Academic journal article Pre- and Peri-natal Psychology Journal

The Inheritance of Life Events: A Synopsis of Time Will Tell

Academic journal article Pre- and Peri-natal Psychology Journal

The Inheritance of Life Events: A Synopsis of Time Will Tell

Article excerpt

What were your parents doing at this age? Time will tell.


We read about the condition of outer space and about the dangerous "space junk" which is accumulating there-not only bits of dead stars but bits of dead satellites, and thousands of man-made rocket stages. And it is cold out there.

I write after thirty years of observations of what I call Inner Space, and of the dangerous collections of undigested experiences within the lives of families.

We read that "toxic wastes" which have been buried, or stored away out of sight, can always erupt and caused damage. We cannot get rid of them permanently; there is nowhere to dump them, forever, in the outside world.

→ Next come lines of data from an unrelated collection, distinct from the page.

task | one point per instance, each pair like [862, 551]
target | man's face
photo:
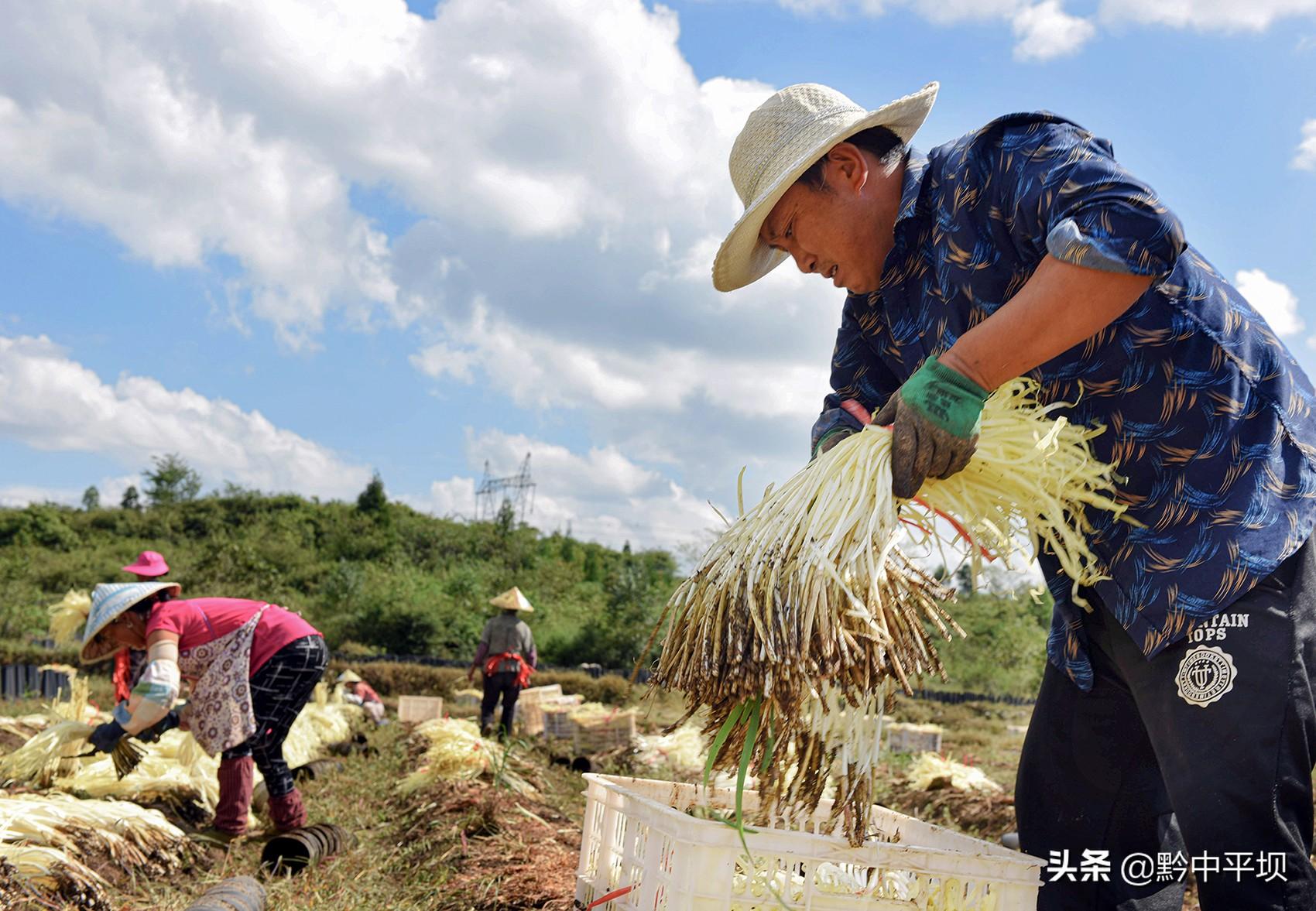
[844, 231]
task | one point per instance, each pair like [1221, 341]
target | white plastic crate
[533, 717]
[639, 834]
[419, 708]
[913, 738]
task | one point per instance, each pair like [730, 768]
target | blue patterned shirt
[1207, 416]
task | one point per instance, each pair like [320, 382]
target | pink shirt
[199, 620]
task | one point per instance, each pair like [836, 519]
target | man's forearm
[1056, 310]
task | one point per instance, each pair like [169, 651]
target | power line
[492, 492]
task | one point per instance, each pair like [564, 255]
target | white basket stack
[640, 834]
[532, 702]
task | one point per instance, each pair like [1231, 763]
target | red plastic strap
[523, 674]
[954, 523]
[615, 893]
[122, 664]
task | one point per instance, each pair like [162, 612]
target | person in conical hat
[362, 694]
[149, 567]
[253, 668]
[507, 657]
[1177, 713]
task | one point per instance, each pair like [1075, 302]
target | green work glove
[934, 418]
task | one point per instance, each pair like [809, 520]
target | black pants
[279, 691]
[503, 683]
[1198, 759]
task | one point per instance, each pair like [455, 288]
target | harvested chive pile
[804, 615]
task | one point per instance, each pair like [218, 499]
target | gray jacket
[507, 632]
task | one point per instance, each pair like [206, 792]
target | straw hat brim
[512, 599]
[742, 257]
[96, 648]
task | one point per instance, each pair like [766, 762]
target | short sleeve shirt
[1208, 419]
[199, 620]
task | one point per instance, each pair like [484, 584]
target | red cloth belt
[524, 670]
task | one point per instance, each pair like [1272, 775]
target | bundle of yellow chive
[804, 615]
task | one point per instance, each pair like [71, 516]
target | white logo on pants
[1206, 674]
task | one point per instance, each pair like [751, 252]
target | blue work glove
[105, 736]
[934, 433]
[154, 732]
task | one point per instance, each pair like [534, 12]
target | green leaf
[720, 740]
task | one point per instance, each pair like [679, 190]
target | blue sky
[299, 241]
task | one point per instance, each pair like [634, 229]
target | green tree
[505, 520]
[591, 563]
[372, 499]
[173, 481]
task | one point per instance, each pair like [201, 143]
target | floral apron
[219, 713]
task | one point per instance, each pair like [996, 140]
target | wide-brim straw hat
[108, 601]
[512, 599]
[780, 141]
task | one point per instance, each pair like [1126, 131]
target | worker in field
[355, 690]
[507, 657]
[149, 567]
[253, 668]
[1175, 719]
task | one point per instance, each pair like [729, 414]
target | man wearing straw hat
[507, 659]
[1178, 715]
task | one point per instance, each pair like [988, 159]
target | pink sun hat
[148, 563]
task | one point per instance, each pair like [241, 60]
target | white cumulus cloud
[1306, 156]
[53, 403]
[1045, 30]
[1207, 15]
[1273, 299]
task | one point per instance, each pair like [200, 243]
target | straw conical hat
[512, 599]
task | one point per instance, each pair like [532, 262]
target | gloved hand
[832, 426]
[934, 418]
[107, 735]
[154, 732]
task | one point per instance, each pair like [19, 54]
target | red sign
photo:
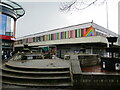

I write of eruptions of "toxic wastes," of neglected and undigested experiences in families, which erupt as repeat performances, at anniversary ages. Observations that show these eruptions affect us at the very same ages that they were "buried" in our parents' lives. Our children are affected too by our uncomprehended experiences, and at the same ages at which we dumped our muddles.

Here are two examples of events "happening" when anniversary bells rang.

1. J. Robert Oppenheimer was aged eight when his brother Frank was born, in the second week in August, 1912. Their father, Julius Oppenheimer, was forty-one. When the "Father of the Bomb" (as J. Robert was called), reached forty-one, it was 1945, and in the second week in August, down went the bombs onto Hiroshima and Nagasaki. The first bomb was code-named "Fat man," the second one was "Little Boy," and the procedure was called "Baby is Born." Were they bombs? Or were they time-bombs?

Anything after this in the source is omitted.